El Nexo Causal en la Responsabilidad Médica
Uno de los elementos más relevantes en este fallo fue la demostración del nexo causal entre la actuación médica negligente y el daño sufrido por el paciente. En términos jurídicos, el nexo causal es el vínculo que une la conducta del agente (en este caso, los médicos y la clínica) con el resultado dañoso.
Para que se configure la responsabilidad médica, deben probarse tres elementos esenciales:
1. Existencia del daño: Se constató que el paciente sufrió complicaciones severas debido a la presencia de los cuerpos extraños dejados en su organismo. Estas complicaciones incluyeron dolores crónicos, infecciones graves y la necesidad de nuevas intervenciones quirúrgicas.
2. Conducta antijurídica: La omisión de los médicos al no realizar una verificación adecuada postoperatoria constituyó una «falta inexcusable» en los términos de la jurisprudencia médica.
3. Relación de causalidad: Se probó, mediante peritajes médicos y testimonios especializados, que los daños sufridos por el paciente eran consecuencia directa e inmediata del error quirúrgico, y no de una condición preexistente o de un factor externo.
El tribunal aplicó el «principio de res ipsa loquitur» (la cosa habla por sí misma), el cual indica que ciertos hechos son tan evidentes que no requieren una prueba exhaustiva para demostrar la negligencia. En este caso, el hecho de encontrar elementos metálicos dentro del cuerpo del paciente después de la cirugía era suficiente para presumir la responsabilidad médica.
Decisión del Tribunal y Obligación de Indemnizar
Tras analizar los hechos y las pruebas, el Tribunal Superior de Medellín concluyó que Saludcoop EPS y la Corporación IPS Saludcoop eran responsables del daño causado al paciente. La sentencia ordenó una indemnización integral que cubría:
Daño emergente: Gastos médicos adicionales para la extracción de los elementos quirúrgicos y tratamientos posteriores.
Lucro cesante: Pérdida de ingresos debido a la incapacidad generada por la negligencia.
Daño moral: Afectaciones psicológicas sufridas por el paciente y su familia, derivadas del sufrimiento prolongado.
Esta decisión judicial reafirma la obligación de los profesionales de la salud de actuar con diligencia y respeto por la vida y la integridad de sus pacientes.

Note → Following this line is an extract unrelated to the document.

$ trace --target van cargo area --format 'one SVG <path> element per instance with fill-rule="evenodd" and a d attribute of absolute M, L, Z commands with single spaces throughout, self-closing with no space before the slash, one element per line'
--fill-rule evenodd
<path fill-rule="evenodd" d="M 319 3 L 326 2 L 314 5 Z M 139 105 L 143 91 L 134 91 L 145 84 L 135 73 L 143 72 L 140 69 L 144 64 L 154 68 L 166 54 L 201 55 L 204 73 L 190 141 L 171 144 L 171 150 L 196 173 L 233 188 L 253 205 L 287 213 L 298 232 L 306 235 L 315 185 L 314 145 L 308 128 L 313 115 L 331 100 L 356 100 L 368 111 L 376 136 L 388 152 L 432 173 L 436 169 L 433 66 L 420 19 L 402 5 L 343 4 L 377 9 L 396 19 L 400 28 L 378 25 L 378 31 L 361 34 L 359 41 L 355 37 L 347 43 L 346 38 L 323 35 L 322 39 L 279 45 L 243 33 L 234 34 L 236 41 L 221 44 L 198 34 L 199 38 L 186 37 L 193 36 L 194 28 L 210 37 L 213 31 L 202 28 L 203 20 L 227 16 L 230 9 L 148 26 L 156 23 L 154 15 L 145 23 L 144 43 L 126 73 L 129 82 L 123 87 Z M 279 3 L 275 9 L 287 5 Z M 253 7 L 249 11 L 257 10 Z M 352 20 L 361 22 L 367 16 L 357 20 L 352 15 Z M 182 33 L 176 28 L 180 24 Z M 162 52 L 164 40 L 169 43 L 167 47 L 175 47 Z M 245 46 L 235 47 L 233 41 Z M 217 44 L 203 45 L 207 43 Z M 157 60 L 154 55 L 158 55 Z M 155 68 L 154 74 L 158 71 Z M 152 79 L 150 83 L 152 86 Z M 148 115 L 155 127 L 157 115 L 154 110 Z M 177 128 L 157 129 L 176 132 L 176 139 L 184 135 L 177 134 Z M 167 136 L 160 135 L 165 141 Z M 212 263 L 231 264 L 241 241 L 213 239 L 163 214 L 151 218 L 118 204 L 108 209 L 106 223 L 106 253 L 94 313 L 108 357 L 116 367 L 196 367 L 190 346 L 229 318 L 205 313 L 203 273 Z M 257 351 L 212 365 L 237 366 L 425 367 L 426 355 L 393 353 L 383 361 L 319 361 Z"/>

Conclusión: Un Precedente Importante en la Jurisprudencia Médica
El fallo del Tribunal Superior de Medellín no solo ratifica el derecho de los pacientes a recibir un tratamiento médico seguro, sino que también envía un mensaje claro a las instituciones de salud sobre la importancia del cumplimiento riguroso de los protocolos clínicos.
Casos como este refuerzan el papel del derecho médico en Colombia y destacan la necesidad de que los prestadores de salud refuercen sus sistemas de control de calidad, supervisión y auditoría interna para evitar que errores de esta magnitud vuelvan a ocurrir.
Este fallo es un ejemplo claro de cómo el sistema judicial protege a los ciudadanos frente a la negligencia médica y de cómo el principio de «primum non nocere» sigue siendo el eje central de toda actividad médica responsable.